They're great. Strong, easy to cut into thin strips (they're cloth-like), and of course disposable. They do soak up quite a bit though, so a bit of finish is "wasted". Obviously, using the same cloths will reduce waste, but I like using fresh ones per pen/coat.
I don't use CA so the little bit of waste is not a big cost problem for me. I believe the shop towels do _not_ act as a CA accelerant as regular paper towels do (a benefit IMO), but again I don't do CA finishes.

I also use my fingers quite a bit :biggrin: I don't think I'm in any chemical danger with my finishes, and a little sense goes a long way with physical safety.

-Nic


----------



## Hexhead (Jan 4, 2013)

Lenny, if you've got more than just a band the underwear is not worn out! 

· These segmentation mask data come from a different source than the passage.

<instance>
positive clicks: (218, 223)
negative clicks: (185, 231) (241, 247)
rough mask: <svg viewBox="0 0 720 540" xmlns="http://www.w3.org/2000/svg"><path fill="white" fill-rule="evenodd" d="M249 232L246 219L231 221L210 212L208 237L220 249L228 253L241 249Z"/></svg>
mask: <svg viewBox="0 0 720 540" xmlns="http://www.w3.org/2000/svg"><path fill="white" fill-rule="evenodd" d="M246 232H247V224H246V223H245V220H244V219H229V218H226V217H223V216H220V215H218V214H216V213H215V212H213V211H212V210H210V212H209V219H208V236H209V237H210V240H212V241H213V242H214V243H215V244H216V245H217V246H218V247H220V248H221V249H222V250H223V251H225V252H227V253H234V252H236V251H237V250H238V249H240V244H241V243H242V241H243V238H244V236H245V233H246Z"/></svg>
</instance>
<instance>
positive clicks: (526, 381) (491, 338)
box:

I use whatever's close, paper towels, socks, paper bag, the shirt I'm wearing.


----------



## Youngturner101 (Jan 6, 2013)

I use a piece of one of the towels or rags my mom saves for dirty jobs around the house. I have been using the same cloth for close to 50 pens now and haven't had any issues with finishes. I put the friction polish I use in the same spot on the rag to apply to the pen each time so there is like a hard wax platform so the rag doesn't absorb most of the finish. Then I use other parts of the rag to get the rest off from the pen. Hope this helps.


----------